2004’e dönelim tekrar, hani Avrupa vekillerinin ellerinde tuttukları “Ja” “Si” “Evet” yazılarının Türk basınına yaşattığı o büyük heyecana (!) dönelim… Ne oldu atıp tutan büyük yazarlarımıza, ya da anti-kemalizme hapsolmaktan başka bir performansı olmayan “akademisyen”lerimize? Şimdi sıkıntıdan evlerine mi kapanacaklar sandınız? Yok canım, hiç üzülmeyin onlara. Yine kanallarda turlamaya devam ederler! O günlerde beş yıl öncesinden şu dönemde yaşadığımız her şeyi yazmış olan bizlere ise, yine bu traji-komik sahneleri izleyip “ya sabır” çekmek düşecek…
Bir “aydınlar” (!) ordusu düşünün ki, bırakın Ermeni, Kıbrıs ve Kürt sorunlarını, bırakın Güney Kıbrıs ve Yunanistan’dan başlamak üzere bize ters bakan her ülkenin veto hakkını, Türkiye’yi yöneten kadronun evimizde siyaseti ve onun ötesinde günlük yaşamı nerelere taşıdıklarını görmekten acizler! Aynen geçmişte Türk Ceza Kanunu’nda şeriatçı yayın ve gösterilere yasak getiren 163. maddenin kaldırılmasının nelere malolacağını, ya da sinsi planlarla Atatürkçülükten uzaklaştırılan Türkiye’nin ana tutkalının sulanarak çözüleceğini görememiş olmaları gibi… (Tabii haykırışlarınızı da duyar gibiyim, “onların çoğu tam tersine bunları gördüler ama misyonları buydu” diye!)

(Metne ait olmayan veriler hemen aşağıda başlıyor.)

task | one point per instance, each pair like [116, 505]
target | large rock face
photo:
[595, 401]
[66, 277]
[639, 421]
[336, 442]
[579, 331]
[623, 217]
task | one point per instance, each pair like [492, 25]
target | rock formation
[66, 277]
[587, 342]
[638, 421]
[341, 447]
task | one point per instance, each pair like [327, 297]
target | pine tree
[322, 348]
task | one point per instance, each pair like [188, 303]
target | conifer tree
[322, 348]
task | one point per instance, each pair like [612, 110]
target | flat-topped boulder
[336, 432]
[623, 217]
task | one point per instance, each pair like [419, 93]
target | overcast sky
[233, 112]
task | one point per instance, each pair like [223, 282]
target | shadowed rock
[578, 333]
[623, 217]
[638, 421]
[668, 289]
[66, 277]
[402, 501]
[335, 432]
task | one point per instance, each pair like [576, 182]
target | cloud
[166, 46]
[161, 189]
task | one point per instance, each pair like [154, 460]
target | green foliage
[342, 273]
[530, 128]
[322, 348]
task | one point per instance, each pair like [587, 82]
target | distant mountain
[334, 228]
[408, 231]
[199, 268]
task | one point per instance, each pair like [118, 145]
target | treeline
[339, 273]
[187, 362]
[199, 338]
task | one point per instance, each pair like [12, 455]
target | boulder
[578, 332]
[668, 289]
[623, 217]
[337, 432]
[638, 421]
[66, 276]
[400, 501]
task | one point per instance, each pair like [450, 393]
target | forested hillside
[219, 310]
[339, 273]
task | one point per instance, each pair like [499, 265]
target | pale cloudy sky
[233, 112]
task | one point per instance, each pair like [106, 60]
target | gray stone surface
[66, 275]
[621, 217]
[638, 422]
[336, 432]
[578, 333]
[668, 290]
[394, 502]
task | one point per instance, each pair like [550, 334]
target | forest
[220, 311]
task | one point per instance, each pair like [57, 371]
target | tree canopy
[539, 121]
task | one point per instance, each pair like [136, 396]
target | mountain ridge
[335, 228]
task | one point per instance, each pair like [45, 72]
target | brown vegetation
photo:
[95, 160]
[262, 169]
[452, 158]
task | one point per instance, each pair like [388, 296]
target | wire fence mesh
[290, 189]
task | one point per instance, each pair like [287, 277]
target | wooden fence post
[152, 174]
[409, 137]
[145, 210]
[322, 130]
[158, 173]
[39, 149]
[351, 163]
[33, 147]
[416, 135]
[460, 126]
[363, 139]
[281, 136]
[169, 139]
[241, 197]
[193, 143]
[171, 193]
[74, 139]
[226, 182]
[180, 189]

O günlerde de söylüyordum, bugün de tekrarlayalım: Ne AKP gerçekten AB’ye girmek istiyor, ne de AB gözle görülür hızda yobazlaşan Türkiye’yi kendi içinde görmek istiyor! AKP yıllardır Avrupa’yı, kendini yurt içinde dolu yağmurundan korumak için bir şemsiye, hatta bir savaş kalkanı olarak kullanıyor, AB de ayakta uyuttuğu Türkiye’yi “Gümrük Birliği” piyasa malzemesi olarak kullanıyor. Alan memnun satan memnun, dostlar alışverişte görsün durumları! Şimdilerde biraz makyaj akmaya başladı kaçınılmaz şekilde, hepsi bu! CHP o günlerde doğruları hatırlatıp “Avrupa’ya böyle 20 yıl beklemeyle ve serbest dolaşım hakkı verilmeden girilmez, girilecekse oyalandırılmadan, birinci sınıf ülke olarak ana kapıdan girilir” şeklinde özetlenebilecek sözleri söylediği zaman, “medyokrasi”miz, yani medya demokrasisinin “mediocre”, vasat altı takımı, CHP’yi büyük bir hışımla AB ve çağdaşlık düşmanlığı ile suçluyordu. Onlara göre ülkenin gerçek anlamda tek reformcu, AB’ci, ilerici ve “modern mahrem” Partisi AKP’ydi ve bizler, yani “kafası örümcek dolu statükocu ulusalcılar” bunu göremiyorduk… İlerleyen süreçte, geçmişte “medyokrasi” olarak tanımladığım takım, son bir-iki yılda iyice çirkinleşen siyaset sahnemizde artık “liberal faşist”liğe terfi ettiler! Onlar artık AB yolunda ilerleyen türban demokratı AKP’nin eli maşalı gardiyanı, gözü dönmüş avukatı ve gerekirse propagandadan sorumlu vurucu timi!
Bu hafta Obama Avrupa’ya gelerek Almanya’da, ardından Fransa’da temaslar yapacak. Büyük ihtimalle “Türkiye’yi dışarıda bırakmayın” mesajı verecek. Onlar da diğer konuların yanında münasip dille Champs Elysees’ de 100.000 türbanlı ve çarşaflı görmeye ve Irak’la komşu olmaya hazır olmadıklarını söyleyecekler…
Aslında artık birilerinin Obama’ ya Türkiye’yi demokrat dünyanın çizgilerinde tutmanın, öncelikle AKP iktidarının nihayete ermesi ile ulaşılır bir hedef olduğunu, Avrupa meselesinin ondan sonra gelebileceğini anlatması lazım!